1
I’m a human, a mother and a writer. Roughly in that order, I think, because one must be human first, right? If we all agreed on that, we’d have world peace and all that. But whatever. Maybe you’re not a human first. Maybe your first label is narrower — you’re an American or a yoga instructor. Maybe it’s broader — you’re a primate, a vertebrate, an animal. I don’t want to pick a fight about this, ok? You’re what you are, and you need to be you. Me, I’m a human. A mother. A writer.
I am not a brand, and I’d really, really appreciate it if you’d stop pressuring me to be one.
Yes, you. All of you. Ok, maybe there’s a Buddhist monk in Tibet somewhere — or a psychonaut on Hornsby Island — who’s not on that wagon. (Of course, there are Buddhist monks with brands too; just google Thich Nhat Hanh or Sylvia Boorstein.)
But most of you? (Ok, I exaggerate, fine, not the whole entire world. But everyone in my professional and creative circles You know who, what I’m talking about.) You want me to be a brand.
I don’t wanna.
I really, really don’t.
I just want to be… a human. One who writes and makes and creates and laughs and cries and dances and stumbles, occasionally falls, sleeps and wakes up, lives and eventually dies.
And I want that to be enough.
Why isn’t it?
2
The new year is all about beginnings and endings and that’s dangerous. Reflections, too and that’s worse. It’s very, very dangerous to reflect and navel-gaze during winter’s dark. Right? Do not, do not make major life decisions at Winter Solstice. Or as of January 1, no matter how tempting that is.

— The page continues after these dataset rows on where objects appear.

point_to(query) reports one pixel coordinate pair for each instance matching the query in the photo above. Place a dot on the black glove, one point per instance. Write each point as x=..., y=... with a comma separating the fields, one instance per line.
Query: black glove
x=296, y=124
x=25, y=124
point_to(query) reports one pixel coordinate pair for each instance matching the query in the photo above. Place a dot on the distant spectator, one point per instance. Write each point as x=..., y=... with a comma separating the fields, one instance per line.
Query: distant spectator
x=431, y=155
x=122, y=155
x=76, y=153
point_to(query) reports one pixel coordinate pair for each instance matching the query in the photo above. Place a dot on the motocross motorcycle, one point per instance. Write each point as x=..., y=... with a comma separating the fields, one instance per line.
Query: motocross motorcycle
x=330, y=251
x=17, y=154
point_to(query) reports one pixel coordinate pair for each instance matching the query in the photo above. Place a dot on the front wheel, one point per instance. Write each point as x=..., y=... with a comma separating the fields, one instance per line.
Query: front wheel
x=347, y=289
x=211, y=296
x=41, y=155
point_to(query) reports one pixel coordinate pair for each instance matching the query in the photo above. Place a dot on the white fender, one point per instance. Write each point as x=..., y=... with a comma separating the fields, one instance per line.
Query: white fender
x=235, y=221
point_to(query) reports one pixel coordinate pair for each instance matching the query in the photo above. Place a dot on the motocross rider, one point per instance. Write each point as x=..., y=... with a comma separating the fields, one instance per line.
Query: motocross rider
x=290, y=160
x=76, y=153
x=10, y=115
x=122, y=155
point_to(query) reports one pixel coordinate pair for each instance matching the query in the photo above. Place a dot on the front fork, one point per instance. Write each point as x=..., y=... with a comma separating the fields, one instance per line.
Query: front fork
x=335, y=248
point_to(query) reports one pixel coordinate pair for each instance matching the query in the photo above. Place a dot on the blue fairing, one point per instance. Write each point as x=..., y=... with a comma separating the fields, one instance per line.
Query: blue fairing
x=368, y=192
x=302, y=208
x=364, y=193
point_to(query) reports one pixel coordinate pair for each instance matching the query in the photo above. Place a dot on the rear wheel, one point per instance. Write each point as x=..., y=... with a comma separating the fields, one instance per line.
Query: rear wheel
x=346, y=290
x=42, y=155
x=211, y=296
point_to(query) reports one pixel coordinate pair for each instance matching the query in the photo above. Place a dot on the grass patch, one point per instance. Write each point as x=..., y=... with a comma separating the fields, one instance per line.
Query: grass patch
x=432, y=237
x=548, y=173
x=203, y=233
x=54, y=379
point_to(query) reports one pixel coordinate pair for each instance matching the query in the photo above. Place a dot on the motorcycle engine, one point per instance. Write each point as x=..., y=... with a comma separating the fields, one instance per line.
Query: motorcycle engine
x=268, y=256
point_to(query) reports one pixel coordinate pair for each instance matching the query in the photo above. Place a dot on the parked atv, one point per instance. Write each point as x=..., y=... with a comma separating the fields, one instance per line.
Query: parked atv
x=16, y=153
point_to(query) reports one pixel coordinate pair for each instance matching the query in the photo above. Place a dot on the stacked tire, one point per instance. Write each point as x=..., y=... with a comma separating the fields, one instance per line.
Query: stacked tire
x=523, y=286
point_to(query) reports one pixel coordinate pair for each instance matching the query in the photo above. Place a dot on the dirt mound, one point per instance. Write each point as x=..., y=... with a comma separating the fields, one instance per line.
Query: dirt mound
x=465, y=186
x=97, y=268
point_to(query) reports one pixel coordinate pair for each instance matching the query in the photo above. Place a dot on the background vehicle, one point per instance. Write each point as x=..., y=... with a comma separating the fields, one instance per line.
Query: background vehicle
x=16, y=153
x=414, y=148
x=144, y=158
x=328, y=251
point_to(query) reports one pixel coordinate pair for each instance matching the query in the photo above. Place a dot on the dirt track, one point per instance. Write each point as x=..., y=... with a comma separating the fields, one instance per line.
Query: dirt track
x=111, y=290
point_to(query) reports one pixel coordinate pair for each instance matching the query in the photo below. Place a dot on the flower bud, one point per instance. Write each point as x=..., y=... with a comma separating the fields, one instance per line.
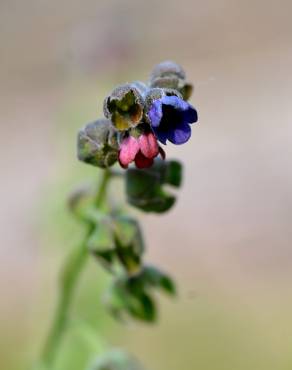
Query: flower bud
x=97, y=144
x=125, y=106
x=171, y=75
x=167, y=69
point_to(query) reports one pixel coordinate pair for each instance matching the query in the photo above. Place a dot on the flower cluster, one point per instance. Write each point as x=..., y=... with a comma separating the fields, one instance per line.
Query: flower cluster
x=138, y=117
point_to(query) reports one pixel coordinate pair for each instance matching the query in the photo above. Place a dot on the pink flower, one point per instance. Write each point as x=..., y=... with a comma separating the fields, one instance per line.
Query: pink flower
x=142, y=150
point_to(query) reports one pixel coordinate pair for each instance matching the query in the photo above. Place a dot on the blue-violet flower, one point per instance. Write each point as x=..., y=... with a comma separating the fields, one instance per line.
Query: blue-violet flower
x=170, y=118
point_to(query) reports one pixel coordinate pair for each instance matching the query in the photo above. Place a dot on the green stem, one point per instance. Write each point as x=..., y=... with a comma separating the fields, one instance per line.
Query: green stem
x=69, y=278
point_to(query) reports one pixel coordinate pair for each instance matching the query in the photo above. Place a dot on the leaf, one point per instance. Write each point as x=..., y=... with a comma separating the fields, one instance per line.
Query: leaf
x=123, y=301
x=144, y=188
x=129, y=242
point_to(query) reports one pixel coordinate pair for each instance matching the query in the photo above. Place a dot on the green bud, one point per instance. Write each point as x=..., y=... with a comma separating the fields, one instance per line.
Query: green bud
x=125, y=106
x=129, y=243
x=116, y=360
x=127, y=297
x=97, y=144
x=167, y=69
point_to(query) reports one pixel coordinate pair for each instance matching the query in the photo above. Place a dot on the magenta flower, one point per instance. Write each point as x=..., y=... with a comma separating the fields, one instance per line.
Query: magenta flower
x=141, y=150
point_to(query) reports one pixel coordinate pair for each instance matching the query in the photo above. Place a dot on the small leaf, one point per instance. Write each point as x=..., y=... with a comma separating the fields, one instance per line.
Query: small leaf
x=122, y=299
x=145, y=187
x=129, y=242
x=116, y=360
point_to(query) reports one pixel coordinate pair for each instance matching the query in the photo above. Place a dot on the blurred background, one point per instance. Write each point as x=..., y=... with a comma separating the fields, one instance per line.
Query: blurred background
x=228, y=240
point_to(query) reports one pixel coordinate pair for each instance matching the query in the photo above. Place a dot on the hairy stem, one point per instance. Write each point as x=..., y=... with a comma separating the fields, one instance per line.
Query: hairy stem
x=69, y=278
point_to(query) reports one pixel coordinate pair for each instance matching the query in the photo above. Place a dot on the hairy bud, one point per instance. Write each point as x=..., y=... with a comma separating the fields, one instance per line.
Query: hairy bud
x=97, y=144
x=125, y=106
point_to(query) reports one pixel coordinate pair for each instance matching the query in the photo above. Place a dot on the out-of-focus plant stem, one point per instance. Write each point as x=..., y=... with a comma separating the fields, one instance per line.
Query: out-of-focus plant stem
x=69, y=278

Wait for the Equinox, wait for spring.
When you have to wake up before sunrise, when the sun disappears before you wrap your day job… yeah. Bad time for making decisions. Hit pause. Wait until you feel the sun on your face in March.
3
Question: Was being human always hard? When, exactly, did we invent existential angst? Is there a gene for it? If yes, could I have it removed?
I realize that was four questions. Whatever.

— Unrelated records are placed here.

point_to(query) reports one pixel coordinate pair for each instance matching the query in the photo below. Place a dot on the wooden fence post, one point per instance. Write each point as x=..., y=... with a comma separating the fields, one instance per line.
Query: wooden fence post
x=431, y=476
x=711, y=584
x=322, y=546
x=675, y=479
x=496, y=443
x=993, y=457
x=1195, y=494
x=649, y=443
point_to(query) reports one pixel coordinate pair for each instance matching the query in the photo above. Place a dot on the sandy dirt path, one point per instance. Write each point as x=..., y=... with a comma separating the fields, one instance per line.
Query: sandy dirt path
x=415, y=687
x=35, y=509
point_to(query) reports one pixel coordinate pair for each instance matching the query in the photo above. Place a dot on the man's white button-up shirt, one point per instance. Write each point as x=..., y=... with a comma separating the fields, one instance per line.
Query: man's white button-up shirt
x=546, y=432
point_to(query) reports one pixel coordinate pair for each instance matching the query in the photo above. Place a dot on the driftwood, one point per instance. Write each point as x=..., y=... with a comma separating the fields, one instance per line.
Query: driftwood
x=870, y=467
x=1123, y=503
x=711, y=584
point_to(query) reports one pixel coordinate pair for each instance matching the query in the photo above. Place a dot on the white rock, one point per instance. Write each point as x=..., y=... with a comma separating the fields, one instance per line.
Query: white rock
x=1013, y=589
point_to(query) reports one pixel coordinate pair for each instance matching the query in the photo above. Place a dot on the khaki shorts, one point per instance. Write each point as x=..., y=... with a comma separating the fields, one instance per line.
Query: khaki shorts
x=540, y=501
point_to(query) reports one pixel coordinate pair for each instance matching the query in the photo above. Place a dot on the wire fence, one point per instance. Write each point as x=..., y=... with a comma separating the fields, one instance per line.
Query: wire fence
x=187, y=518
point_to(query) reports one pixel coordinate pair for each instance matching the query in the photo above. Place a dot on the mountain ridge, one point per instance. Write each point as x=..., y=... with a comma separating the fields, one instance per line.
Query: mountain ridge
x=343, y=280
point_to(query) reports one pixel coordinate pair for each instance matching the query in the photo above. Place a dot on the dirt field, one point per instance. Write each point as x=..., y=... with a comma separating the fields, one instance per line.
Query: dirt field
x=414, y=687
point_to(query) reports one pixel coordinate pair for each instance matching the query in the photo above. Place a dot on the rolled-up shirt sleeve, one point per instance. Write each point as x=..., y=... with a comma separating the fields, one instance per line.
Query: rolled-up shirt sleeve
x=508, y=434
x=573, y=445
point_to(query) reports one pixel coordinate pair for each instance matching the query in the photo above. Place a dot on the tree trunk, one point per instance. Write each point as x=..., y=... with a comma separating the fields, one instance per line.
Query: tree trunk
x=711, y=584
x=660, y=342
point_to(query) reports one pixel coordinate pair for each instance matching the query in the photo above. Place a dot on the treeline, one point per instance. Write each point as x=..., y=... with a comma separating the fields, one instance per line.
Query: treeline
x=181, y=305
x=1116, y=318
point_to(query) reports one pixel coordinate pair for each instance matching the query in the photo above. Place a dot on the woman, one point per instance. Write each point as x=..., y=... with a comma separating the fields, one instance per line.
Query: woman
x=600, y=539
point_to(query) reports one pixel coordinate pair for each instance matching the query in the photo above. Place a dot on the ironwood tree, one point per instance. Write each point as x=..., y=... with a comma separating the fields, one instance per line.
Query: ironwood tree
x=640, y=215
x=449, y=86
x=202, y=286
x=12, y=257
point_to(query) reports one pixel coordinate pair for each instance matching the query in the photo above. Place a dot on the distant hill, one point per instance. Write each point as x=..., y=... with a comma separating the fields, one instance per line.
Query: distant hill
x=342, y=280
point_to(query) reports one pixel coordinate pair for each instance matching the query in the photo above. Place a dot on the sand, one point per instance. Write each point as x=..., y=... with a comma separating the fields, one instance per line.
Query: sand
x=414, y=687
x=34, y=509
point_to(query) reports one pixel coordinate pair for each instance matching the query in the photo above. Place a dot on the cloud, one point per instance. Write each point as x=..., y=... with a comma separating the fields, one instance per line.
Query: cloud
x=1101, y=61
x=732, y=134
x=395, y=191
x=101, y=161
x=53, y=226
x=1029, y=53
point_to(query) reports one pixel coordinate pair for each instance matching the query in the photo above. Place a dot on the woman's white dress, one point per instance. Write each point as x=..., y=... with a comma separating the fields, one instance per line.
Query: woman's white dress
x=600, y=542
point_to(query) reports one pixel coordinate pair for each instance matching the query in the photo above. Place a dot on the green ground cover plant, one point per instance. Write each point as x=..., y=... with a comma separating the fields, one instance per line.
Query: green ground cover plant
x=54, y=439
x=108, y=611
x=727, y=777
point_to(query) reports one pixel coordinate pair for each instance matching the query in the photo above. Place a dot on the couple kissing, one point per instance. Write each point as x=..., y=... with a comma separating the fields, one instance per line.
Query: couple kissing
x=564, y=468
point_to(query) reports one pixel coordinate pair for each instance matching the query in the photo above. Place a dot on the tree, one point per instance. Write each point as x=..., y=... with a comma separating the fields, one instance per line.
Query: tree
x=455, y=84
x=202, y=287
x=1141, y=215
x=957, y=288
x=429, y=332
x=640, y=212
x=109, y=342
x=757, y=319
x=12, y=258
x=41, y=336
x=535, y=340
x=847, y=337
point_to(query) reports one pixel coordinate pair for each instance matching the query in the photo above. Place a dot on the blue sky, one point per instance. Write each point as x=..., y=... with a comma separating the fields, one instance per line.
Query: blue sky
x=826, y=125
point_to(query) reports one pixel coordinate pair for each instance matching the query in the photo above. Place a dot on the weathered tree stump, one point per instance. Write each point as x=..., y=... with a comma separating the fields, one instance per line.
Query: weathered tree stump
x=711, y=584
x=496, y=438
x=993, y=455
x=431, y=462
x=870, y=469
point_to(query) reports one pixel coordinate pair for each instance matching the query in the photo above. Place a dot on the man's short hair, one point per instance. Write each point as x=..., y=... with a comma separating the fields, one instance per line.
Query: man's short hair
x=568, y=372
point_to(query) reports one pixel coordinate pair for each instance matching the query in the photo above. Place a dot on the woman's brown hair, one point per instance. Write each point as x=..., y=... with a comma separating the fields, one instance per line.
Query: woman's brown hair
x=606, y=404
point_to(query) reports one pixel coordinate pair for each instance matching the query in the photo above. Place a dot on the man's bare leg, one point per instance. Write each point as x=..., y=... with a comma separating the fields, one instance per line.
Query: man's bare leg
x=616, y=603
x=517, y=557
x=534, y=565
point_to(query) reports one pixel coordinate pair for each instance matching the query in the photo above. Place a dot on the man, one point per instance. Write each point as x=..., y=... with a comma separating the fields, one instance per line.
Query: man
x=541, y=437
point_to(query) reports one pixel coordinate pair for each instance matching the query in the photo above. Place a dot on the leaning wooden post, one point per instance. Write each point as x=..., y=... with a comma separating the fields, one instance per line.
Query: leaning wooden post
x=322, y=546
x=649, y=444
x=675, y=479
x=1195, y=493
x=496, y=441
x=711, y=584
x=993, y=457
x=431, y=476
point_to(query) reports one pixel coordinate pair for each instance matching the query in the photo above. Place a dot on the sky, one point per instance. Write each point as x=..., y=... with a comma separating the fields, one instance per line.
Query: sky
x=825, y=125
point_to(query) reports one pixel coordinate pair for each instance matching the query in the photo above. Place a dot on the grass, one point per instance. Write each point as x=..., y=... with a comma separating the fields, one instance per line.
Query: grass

Her: You know, there are drugs for this.
Jane: I know. I choose to experience the dark unmedicated. It’s part of the deal between the Super Ego and the Id.

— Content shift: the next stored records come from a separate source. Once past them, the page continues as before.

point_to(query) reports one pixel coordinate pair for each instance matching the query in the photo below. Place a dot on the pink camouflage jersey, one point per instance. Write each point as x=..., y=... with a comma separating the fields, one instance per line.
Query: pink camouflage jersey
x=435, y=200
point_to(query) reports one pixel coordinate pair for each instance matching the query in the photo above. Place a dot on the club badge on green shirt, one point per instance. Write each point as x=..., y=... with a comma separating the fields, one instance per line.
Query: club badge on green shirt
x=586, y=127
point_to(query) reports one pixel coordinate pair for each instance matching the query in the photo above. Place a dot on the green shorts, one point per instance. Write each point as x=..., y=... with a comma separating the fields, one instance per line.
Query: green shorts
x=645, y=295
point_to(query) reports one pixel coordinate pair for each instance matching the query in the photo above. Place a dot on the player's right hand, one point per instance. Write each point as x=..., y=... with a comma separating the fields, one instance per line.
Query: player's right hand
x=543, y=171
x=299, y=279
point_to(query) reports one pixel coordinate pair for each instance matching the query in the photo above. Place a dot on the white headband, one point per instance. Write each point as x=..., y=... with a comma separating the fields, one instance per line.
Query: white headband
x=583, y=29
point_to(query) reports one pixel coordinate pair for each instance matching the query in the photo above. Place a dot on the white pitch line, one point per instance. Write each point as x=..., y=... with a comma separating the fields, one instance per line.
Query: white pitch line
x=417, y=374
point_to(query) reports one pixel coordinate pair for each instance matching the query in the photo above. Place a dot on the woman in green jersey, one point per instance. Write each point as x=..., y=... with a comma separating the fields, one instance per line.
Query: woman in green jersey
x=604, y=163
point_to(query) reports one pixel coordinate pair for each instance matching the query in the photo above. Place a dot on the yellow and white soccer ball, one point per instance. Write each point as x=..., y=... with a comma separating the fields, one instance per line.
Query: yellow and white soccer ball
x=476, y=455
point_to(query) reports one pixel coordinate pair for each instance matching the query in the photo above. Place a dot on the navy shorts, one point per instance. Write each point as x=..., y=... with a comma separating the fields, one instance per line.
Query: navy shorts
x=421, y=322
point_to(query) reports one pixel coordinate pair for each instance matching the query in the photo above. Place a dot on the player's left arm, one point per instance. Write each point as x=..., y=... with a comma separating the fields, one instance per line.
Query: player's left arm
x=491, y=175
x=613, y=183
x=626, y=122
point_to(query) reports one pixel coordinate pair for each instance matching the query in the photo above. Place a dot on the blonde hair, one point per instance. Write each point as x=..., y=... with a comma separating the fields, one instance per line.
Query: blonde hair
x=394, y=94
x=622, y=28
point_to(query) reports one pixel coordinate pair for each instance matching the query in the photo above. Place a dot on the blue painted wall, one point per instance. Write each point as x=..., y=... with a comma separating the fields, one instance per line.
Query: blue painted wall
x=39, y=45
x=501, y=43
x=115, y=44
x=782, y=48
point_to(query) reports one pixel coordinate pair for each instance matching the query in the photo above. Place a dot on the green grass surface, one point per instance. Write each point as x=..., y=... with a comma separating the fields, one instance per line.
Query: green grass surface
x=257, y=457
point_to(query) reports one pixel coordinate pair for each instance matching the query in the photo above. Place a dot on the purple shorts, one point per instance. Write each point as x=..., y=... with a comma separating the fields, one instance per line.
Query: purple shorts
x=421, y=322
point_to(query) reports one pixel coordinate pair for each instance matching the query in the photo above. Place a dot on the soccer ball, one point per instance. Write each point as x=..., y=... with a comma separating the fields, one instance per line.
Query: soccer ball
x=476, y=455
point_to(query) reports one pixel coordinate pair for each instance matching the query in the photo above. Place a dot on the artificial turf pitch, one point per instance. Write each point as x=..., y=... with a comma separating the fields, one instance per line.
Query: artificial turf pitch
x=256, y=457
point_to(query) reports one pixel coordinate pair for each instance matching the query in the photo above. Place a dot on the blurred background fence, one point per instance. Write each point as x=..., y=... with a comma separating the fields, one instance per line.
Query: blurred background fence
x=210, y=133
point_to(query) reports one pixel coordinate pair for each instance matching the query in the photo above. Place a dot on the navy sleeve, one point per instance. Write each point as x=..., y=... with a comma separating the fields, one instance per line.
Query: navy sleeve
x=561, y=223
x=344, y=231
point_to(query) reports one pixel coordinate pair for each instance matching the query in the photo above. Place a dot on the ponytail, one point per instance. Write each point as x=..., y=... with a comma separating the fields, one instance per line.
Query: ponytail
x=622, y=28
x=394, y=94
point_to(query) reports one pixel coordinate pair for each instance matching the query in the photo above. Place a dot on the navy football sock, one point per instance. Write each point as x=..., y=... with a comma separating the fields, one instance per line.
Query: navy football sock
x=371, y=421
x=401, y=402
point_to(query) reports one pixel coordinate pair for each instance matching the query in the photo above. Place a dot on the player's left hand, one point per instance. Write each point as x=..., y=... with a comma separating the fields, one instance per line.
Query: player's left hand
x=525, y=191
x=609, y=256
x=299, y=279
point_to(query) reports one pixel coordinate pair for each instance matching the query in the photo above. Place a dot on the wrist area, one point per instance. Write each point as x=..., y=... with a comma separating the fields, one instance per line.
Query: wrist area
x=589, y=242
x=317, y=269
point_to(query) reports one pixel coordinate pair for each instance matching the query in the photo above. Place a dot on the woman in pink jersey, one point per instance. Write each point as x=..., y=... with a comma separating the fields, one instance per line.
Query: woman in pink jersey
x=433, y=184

Her: For someone who repeatedly curses Freud’s outmoded theories, you sure reference him a lot.
Jane: Just because he was wrong about everything doesn’t meant mean the man didn’t spin an effective story.
4
Human, mother, writer.
Not a brand.
Enough as I am,
Even on the bad days.
There’s great freedom in utter insignificance. Right?
5
Sidenote: I’ve written some really funny stuff in the dark.
6
Her: I get what you were trying to do with the juxtaposition of these two topics in this post but I don’t think it’s working.
Jane: But it’s on brand.
xoxo
“Jane”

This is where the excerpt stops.